Rompiste esa irrealidad, la destruiste, la devastaste con un soplido de tu aliento. Se terminó en ese momento: ya no quedan más fantasías y resta solamente lo real, lo hecho. Eso eres tú: un proceso, pero un proceso en incesante cambio, que a fin de cuentas no deja de impresionar con cada una de sus formas. Un capricho, un gesto, un movimiento involuntario, una muestra contingente de pasión tan elemental como el nerviosismo: se nota, pero es tan fácil dejarlo inadvertido. Eres tan natural que ni eso se percibe.

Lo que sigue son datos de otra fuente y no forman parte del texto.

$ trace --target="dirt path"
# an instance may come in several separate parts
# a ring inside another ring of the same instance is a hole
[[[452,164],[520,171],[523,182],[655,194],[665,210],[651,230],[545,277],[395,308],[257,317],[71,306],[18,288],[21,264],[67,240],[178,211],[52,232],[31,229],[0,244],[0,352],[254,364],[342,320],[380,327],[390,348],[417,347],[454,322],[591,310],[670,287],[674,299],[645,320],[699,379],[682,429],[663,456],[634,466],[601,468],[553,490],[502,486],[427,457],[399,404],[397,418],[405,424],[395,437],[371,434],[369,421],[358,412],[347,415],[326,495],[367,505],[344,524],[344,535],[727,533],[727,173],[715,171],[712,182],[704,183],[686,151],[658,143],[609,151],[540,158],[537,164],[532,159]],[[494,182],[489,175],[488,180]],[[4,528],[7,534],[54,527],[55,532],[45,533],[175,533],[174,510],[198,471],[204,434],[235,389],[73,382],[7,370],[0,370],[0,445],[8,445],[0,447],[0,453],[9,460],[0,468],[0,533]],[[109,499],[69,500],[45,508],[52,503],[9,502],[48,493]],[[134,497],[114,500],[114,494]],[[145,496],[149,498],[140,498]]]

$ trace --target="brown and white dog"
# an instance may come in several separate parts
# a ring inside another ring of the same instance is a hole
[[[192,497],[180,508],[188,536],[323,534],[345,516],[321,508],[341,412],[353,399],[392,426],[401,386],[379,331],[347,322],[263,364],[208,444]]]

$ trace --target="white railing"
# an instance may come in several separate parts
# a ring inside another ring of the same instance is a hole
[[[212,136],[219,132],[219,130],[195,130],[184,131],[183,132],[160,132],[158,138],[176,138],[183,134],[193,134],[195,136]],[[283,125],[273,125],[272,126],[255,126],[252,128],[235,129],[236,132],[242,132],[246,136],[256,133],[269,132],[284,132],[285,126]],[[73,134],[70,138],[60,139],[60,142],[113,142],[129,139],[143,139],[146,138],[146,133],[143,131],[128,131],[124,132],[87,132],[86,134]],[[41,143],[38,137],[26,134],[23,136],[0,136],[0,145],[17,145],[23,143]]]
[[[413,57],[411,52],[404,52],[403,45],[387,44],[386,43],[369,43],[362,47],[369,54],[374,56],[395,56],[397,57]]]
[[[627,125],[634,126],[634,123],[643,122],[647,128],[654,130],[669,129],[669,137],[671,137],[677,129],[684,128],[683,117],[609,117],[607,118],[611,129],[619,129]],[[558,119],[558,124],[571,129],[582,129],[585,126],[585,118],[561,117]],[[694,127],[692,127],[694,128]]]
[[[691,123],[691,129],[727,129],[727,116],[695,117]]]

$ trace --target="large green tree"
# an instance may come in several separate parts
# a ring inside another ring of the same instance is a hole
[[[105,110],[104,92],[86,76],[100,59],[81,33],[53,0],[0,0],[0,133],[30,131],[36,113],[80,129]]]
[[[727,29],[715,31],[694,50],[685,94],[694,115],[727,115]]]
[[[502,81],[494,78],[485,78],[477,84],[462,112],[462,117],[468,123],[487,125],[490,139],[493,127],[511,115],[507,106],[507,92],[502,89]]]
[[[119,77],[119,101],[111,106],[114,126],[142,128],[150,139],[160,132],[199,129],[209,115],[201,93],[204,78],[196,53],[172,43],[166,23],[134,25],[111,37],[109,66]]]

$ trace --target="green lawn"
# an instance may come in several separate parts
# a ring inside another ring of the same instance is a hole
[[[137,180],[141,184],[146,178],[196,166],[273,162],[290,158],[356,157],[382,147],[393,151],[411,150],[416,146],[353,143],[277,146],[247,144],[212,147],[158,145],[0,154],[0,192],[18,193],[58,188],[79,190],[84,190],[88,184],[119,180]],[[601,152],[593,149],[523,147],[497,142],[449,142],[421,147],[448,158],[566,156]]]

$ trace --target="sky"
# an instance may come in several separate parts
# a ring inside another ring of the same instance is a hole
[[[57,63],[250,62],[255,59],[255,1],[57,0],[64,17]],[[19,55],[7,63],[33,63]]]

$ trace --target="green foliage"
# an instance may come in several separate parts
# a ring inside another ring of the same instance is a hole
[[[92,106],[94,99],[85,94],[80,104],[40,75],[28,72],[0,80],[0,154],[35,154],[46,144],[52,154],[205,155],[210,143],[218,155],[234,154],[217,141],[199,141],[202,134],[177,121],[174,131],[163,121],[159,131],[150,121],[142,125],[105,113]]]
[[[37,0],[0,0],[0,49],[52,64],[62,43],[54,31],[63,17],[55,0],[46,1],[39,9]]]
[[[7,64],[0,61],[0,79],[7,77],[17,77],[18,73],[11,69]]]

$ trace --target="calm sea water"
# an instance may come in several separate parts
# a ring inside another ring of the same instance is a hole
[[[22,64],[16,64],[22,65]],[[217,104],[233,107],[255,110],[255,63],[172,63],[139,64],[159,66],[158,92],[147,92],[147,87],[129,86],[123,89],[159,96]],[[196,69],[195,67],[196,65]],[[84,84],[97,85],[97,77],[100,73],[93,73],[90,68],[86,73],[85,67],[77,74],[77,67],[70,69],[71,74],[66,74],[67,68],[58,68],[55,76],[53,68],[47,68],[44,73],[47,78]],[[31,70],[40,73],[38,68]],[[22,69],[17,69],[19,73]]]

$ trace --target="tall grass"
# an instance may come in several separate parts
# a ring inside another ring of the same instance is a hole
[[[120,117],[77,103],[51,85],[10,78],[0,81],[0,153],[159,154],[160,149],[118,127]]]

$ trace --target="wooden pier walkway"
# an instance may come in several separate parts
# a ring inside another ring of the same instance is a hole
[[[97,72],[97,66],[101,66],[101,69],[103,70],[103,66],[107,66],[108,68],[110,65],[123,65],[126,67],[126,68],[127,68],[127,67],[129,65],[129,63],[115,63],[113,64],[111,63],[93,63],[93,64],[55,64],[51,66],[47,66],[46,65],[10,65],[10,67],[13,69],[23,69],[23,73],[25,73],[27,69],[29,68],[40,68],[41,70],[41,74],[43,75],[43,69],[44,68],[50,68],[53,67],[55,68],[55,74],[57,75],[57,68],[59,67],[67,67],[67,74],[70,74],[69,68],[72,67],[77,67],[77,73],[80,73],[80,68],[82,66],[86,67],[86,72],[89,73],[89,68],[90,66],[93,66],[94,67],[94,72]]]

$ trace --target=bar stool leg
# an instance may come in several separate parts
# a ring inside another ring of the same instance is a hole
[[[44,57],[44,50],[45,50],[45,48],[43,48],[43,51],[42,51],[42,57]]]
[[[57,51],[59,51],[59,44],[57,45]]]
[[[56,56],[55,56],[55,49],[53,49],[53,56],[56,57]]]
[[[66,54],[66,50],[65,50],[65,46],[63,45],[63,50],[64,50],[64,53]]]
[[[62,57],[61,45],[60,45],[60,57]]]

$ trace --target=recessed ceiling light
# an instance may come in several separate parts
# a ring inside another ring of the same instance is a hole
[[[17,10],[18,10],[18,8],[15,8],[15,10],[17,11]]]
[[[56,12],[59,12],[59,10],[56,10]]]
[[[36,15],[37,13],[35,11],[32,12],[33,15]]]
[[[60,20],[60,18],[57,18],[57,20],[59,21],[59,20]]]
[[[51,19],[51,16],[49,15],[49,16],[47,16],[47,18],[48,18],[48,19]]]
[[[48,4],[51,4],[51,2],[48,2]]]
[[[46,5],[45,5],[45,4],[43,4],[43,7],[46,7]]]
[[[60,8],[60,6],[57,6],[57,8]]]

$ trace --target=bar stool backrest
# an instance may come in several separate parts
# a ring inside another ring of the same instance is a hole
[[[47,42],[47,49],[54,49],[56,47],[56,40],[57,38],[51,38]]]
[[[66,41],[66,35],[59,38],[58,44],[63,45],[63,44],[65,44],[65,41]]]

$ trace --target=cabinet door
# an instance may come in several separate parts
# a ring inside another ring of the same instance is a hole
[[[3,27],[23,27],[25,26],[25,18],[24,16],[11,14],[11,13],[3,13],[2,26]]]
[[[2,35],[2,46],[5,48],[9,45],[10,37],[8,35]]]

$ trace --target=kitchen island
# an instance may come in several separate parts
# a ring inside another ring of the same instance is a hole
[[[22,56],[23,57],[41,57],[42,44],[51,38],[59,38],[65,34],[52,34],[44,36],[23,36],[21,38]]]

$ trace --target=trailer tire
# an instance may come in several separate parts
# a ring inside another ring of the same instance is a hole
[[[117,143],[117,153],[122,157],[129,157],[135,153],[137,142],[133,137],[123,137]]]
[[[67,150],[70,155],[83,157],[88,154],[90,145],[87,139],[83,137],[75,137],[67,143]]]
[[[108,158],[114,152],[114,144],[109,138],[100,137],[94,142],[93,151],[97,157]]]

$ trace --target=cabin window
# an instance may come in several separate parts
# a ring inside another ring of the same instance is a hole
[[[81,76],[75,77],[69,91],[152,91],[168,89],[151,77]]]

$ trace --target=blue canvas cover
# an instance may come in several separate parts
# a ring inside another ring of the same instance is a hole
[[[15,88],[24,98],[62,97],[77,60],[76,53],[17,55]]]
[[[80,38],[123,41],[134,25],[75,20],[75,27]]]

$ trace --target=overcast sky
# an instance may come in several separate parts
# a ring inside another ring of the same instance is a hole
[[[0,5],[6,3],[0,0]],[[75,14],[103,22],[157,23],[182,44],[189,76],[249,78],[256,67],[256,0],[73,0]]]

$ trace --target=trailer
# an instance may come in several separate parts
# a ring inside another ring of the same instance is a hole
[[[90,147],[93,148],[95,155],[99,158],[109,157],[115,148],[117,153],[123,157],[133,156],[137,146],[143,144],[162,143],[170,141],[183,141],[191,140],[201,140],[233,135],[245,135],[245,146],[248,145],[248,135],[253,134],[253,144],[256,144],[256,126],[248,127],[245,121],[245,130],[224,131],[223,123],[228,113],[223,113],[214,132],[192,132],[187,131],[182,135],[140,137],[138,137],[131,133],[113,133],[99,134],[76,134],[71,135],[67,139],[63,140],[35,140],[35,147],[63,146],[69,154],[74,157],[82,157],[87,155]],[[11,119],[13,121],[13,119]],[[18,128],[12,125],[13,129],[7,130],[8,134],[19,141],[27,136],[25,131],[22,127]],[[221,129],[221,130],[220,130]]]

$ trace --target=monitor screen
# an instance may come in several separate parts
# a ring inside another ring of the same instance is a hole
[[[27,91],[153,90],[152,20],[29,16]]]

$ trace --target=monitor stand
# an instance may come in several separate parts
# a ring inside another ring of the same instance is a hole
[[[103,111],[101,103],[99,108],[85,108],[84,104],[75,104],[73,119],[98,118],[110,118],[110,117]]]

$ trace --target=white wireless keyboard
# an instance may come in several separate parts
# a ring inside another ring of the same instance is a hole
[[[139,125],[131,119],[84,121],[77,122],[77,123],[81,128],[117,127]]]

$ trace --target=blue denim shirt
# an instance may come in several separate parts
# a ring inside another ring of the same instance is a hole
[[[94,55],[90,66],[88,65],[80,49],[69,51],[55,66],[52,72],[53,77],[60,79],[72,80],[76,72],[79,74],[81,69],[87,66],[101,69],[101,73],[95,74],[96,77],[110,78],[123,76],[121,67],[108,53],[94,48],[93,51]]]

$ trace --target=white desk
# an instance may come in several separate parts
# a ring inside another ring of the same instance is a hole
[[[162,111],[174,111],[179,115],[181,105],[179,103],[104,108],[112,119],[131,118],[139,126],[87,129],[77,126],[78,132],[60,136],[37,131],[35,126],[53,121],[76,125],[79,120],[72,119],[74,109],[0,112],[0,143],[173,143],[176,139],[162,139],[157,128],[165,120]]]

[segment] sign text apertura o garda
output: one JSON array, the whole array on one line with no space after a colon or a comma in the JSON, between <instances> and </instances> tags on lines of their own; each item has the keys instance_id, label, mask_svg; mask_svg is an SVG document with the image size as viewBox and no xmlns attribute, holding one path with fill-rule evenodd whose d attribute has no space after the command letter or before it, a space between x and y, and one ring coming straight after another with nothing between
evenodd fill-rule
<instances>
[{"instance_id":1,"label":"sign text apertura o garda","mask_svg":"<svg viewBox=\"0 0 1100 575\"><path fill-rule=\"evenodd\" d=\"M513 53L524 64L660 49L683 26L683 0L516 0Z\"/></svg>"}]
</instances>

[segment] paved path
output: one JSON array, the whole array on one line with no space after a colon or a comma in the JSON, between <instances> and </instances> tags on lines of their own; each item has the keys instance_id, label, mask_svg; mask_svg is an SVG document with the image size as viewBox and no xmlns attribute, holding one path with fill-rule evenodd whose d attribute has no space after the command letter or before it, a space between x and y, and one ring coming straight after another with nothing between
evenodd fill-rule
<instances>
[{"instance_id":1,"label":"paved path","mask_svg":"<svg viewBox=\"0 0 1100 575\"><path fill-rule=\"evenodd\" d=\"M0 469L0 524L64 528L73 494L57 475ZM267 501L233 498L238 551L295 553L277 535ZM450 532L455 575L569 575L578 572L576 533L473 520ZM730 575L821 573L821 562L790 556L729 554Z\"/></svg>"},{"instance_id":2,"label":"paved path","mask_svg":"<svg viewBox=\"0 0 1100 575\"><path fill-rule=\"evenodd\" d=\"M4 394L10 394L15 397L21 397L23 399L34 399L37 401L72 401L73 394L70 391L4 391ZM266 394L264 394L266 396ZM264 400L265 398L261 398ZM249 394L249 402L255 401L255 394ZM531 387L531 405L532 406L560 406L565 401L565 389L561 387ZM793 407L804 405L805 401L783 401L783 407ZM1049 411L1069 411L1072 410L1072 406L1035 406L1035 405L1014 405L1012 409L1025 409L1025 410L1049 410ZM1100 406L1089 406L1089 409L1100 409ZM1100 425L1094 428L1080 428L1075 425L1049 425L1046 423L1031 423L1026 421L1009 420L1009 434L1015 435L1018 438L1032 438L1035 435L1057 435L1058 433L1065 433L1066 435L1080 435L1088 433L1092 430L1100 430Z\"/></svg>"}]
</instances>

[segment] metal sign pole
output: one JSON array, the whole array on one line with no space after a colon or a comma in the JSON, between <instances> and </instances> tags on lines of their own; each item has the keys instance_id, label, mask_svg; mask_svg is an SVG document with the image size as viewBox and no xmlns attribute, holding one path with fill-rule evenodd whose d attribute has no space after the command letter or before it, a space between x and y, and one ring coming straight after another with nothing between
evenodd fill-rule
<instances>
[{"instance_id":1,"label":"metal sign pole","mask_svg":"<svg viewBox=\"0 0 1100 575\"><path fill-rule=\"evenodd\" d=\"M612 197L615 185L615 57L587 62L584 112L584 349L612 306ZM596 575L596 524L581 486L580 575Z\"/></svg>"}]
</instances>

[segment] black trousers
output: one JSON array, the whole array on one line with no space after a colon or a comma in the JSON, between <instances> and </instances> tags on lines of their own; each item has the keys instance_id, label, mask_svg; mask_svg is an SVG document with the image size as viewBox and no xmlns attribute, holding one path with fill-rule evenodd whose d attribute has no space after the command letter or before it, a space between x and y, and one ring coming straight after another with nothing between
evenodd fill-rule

Las estrellas delataban que el día no estaba próximo. Y sin embargo, ese fue el día: era ni más ni menos que el día preciso, el día justo, valioso, preciado y anhelado. Y pese a ello, inesperado. Ninguno de los dos lo aguardaba como un destino inexorable, ninguno sospechaba que algo de esto pasaría. Sólo sabíamos que nos tocaba ser, estar ahí, en ese momento, en esa situación. La sincronía jugó a favor de nosotros y nos hizo coincidir en el momento pertinente.

¿Casual? Nada es casual, dirías después, nada es por casualidad, y no juego a los dados.  El azar. Algo hablamos de ello, de la correspondencia de situaciones con causas y efectos. También algo sobre dados, algo que no hemos terminado de aclarar. Una risa escaparía de tu dulce boca si volviéramos a tratar el asunto. Por algo quedó en suspenso: eso y la idea de la máquina del azar, un proyecto inconcluso que permitiría descubrir que nada es casualidad pura, o chambonada fatigosa alimentada de nada, o de arbitrariedad superior, acaso arbitrariedad de las condiciones, pero no voluntarias de algo metafísico, diríamos.

¿Y es que para qué, en verdad, para qué esmerarse en nimiedades como esa, siendo que hay urgencias mayores para poderes tan supremos? En caso de estar, gastarse en cosas así sería innecesario, francamente. Por algo se nos ha concedido la movilidad, supongo.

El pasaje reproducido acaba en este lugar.